The first of the year is a time for looking back at what was accomplished in the past year, and to set goals for the coming year. If you run a web site, one way to do that is to look at your site’s traffic and see what happened. I run my own server, so have access to my complete web server logs. Historically I’ve aways used Webalizer to run my stats.
But is Webalizer still the tool I should be using? There are other tools out there, so I looked at six different applications that will generate different reports based on my server logs. The tools I looked at are: Analog, AWStats, PWebStats, Visitors, Webalizer, and W3Perl.
|Tool||My Comments||Final Grade|
- I was testing offline processing. Some of these tools can be installed to run directly from a web site’s cgi-bin (W3Perl apparently prefers that setup).
- I ran these reports on the log of one of my rarely used domains, which is also used for exploring software. The log file had 7,746 records in it for 2007.
- I edited by hand the sample reports to remove spam referral links, as I don’t want to link to “bad places.”
- Processing speed can be important, but generally reporting tools like these are scripted and run overnight, so I did not track processing time. When I ran these programs on my larger sites’ logs (PlanetMike.com, ChristmasMusic247.com and ShowBizRadio.net) they all finished in an acceptable amount of time.
- The sample reports show default options. Read the tool’s docs for details on customizing your reports.
- Final Grade is entirely subjective, my own opinion.
Keep in mind reading server logs is a black art. Many assumptions are made by each of these tools. A key assumption is how to define a visit. If the same IP address and user agent visit within 30 minutes, that’s one visit. To another tool with the same data, that may be two visits. Look at this example: A user from the IP address 257.258.259.260 visits a site at 10:00pm, reads that page, and then follows links on the site. The pages are accessed at 10:10pm, 10:50pm, 11:00pm, 11:10pm, 11:45pm, 12:05am and 12:10am. Webalizer would report one site and three visits. Visitors would report two unique visitors.

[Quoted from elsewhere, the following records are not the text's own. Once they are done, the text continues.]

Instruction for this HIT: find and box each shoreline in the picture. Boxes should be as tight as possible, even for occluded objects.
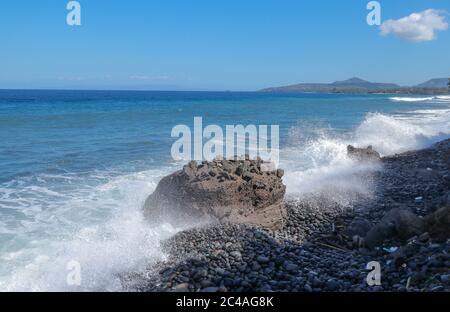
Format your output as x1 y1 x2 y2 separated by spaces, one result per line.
123 139 450 292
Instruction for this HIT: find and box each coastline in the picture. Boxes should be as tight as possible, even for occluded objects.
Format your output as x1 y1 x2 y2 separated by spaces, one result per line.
127 139 450 292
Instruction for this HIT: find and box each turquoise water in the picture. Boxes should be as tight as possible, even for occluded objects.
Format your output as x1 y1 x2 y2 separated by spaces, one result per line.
0 90 450 290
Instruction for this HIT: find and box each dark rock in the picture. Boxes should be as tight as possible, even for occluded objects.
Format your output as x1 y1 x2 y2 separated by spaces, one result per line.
347 145 381 161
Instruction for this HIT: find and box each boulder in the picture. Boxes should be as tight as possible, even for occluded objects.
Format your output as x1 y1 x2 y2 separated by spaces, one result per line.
424 205 450 240
347 145 381 161
364 208 424 248
144 158 286 230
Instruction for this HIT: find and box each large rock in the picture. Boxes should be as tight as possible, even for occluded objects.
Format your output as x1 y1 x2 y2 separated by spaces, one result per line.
364 206 450 248
347 145 381 161
424 205 450 240
364 208 424 248
144 159 286 230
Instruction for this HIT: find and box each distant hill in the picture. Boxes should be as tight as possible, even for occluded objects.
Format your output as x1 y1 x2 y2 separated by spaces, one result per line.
260 78 448 94
261 78 400 92
416 78 448 88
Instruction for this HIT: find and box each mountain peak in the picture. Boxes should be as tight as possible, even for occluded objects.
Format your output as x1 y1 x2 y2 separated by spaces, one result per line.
334 77 369 83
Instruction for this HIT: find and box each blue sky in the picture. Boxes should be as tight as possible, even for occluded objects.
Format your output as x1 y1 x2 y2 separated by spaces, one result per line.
0 0 450 90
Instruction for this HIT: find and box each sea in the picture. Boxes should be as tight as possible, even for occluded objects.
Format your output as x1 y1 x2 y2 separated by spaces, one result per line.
0 90 450 291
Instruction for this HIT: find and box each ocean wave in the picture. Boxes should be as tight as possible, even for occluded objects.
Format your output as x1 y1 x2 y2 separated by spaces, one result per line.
0 169 189 291
281 109 450 199
389 97 435 102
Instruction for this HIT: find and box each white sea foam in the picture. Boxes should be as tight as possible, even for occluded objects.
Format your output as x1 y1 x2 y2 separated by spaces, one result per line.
389 97 434 102
0 96 450 291
0 170 192 291
281 109 450 198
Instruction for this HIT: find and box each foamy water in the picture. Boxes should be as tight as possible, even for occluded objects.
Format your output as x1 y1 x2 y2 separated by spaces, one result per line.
0 91 450 291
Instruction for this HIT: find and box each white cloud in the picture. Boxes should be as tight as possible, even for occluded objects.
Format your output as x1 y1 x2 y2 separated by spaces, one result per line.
381 9 448 42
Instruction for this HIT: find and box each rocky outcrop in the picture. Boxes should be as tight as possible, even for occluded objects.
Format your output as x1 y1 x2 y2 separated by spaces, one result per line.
347 145 381 161
144 158 285 230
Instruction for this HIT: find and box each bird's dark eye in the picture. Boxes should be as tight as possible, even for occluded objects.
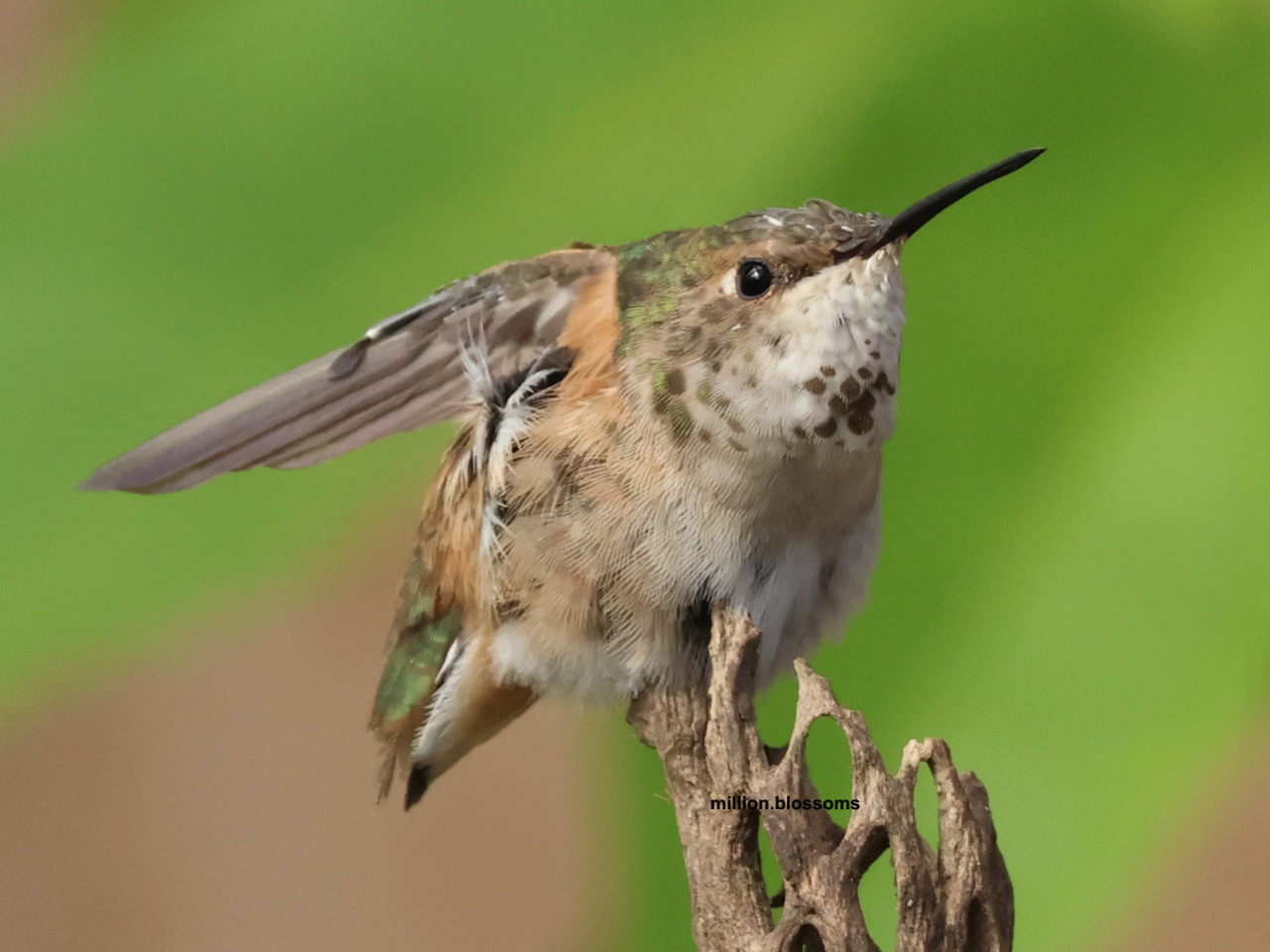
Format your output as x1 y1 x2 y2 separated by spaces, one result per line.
736 258 772 300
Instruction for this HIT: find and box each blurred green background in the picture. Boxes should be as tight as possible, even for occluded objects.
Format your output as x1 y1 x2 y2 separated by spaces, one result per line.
0 0 1270 949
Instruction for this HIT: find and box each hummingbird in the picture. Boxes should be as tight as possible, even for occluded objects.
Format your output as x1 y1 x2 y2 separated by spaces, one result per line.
81 149 1044 808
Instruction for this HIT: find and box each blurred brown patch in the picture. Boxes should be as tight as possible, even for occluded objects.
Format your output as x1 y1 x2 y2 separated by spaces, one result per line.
0 520 597 952
1103 724 1270 952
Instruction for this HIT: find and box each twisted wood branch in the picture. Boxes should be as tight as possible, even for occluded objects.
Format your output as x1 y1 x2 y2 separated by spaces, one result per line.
627 606 1013 952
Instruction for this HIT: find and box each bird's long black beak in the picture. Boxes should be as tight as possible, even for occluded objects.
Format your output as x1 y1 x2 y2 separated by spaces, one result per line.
851 149 1045 258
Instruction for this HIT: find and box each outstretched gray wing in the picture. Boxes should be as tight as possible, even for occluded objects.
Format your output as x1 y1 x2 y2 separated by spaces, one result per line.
80 249 613 493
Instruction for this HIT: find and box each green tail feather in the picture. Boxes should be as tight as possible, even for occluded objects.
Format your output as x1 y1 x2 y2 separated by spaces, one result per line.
372 551 462 733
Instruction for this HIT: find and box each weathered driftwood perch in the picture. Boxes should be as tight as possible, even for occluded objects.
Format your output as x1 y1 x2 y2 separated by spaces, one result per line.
627 607 1013 952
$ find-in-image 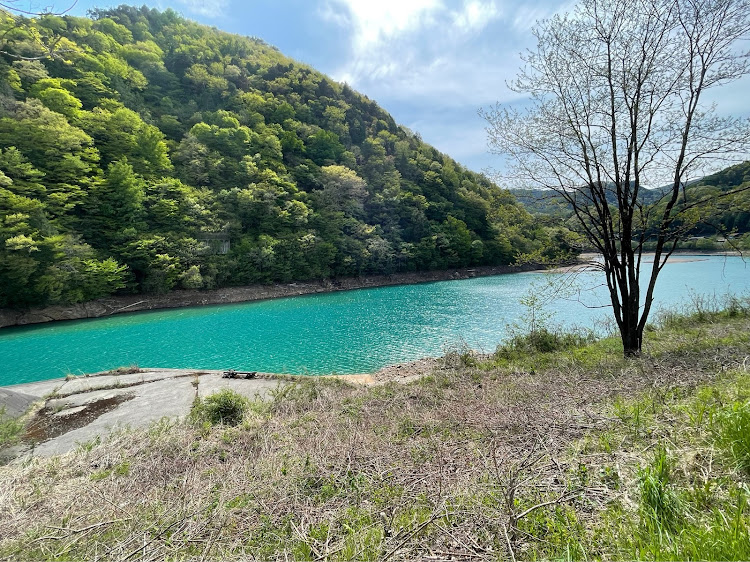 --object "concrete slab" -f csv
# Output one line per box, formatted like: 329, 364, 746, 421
0, 388, 39, 418
0, 369, 286, 458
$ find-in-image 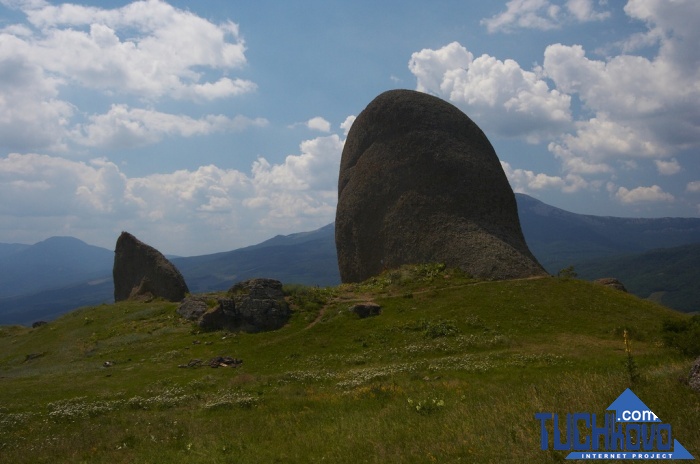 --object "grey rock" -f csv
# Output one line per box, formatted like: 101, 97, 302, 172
350, 303, 382, 319
228, 279, 292, 332
177, 296, 209, 321
688, 357, 700, 393
182, 279, 292, 333
335, 90, 546, 282
112, 232, 189, 301
198, 298, 240, 330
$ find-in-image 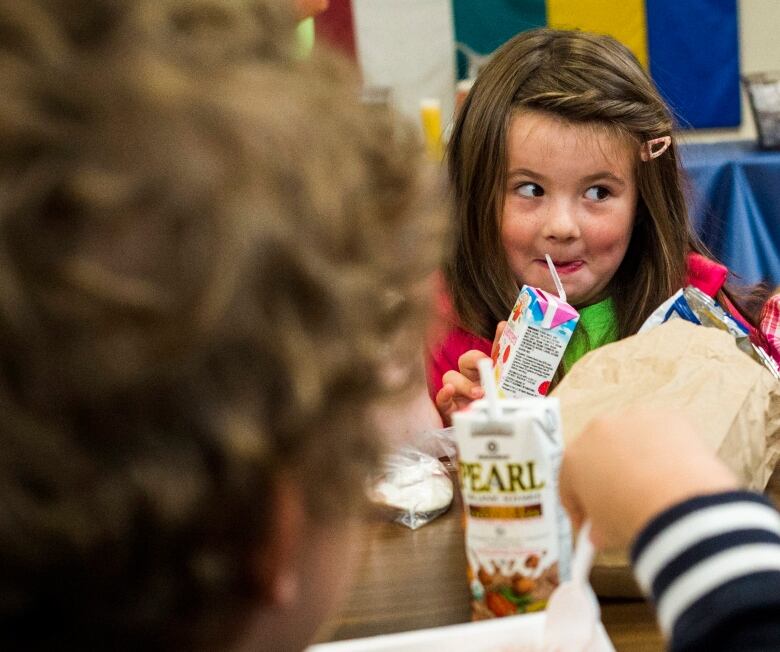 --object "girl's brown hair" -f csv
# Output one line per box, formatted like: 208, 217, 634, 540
0, 0, 443, 650
445, 29, 760, 338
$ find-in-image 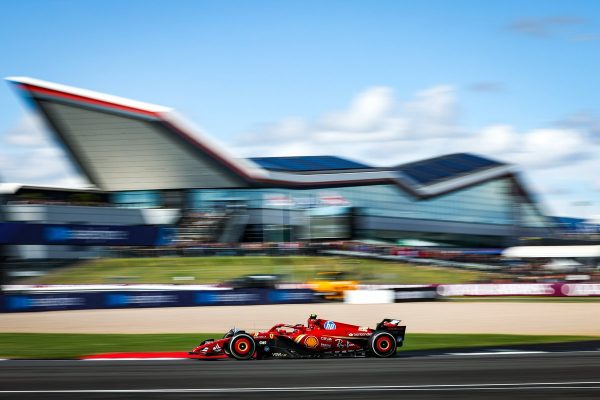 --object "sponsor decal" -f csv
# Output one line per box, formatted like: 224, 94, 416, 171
106, 294, 177, 306
560, 283, 600, 296
325, 321, 336, 331
304, 336, 319, 349
437, 283, 555, 296
45, 226, 129, 242
6, 296, 85, 310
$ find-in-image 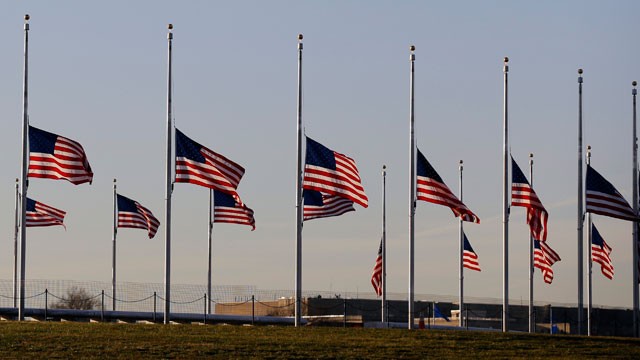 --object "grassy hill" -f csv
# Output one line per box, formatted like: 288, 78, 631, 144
0, 322, 640, 359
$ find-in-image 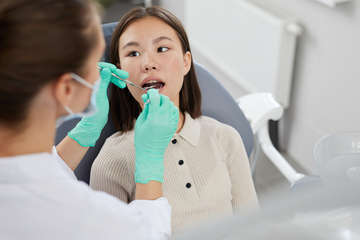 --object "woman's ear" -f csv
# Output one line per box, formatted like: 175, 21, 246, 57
53, 73, 75, 106
184, 51, 192, 76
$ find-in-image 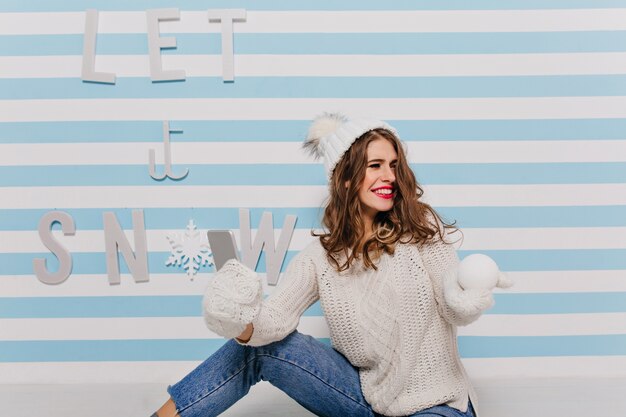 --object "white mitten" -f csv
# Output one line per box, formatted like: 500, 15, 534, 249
496, 272, 515, 288
443, 268, 494, 316
202, 259, 263, 339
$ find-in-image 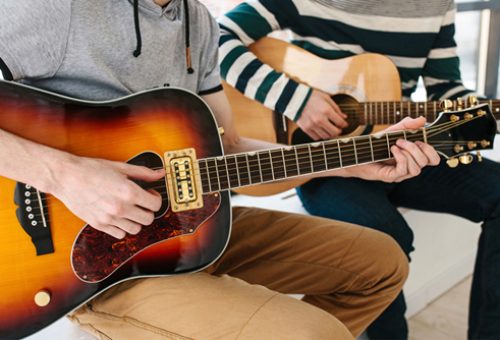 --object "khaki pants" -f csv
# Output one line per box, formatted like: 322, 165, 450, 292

And that raises the issue of defining terms. Someone (or something) that accesses a site may be called a visitor, a host, or a site. Hits may be called hits, requests, accesses. Some tools define hits as only html pages that are accessed, others think a hit is anything that is accessed from the server. So you shouldn’t compare stats from one tracking package to another. You can’t easily compare stats until you understand what they are reporting.
Another major issue is removing robots, spiders and crawlers from your reports. Most webmasters aren’t interested in how many automated critters are devouring their site, they only want to know how many people are reading their articles. That’s where third party embedded tools come into play. I will discuss those tools next week. One time when you do want to know about automated traffic is when you want to identify Bad Things. Spammers, thieves, crackers and other abusers are out there leaving fingerprints in your log files. Third party tools can’t help you when you’re looking for bots.
Each of these tools has a place in a webmaster’s toolbox. I will continue to use Webalizer for my public traffic report for PlanetMike.com. And for my own knowlede of how my sites are doing, I’ll probably use Webalizer, Visitors, and AWStats.
Update: September 8, 2009: I’ve removed the sample reports I generated. They were attracting a huge amount of attention from referer log spammers.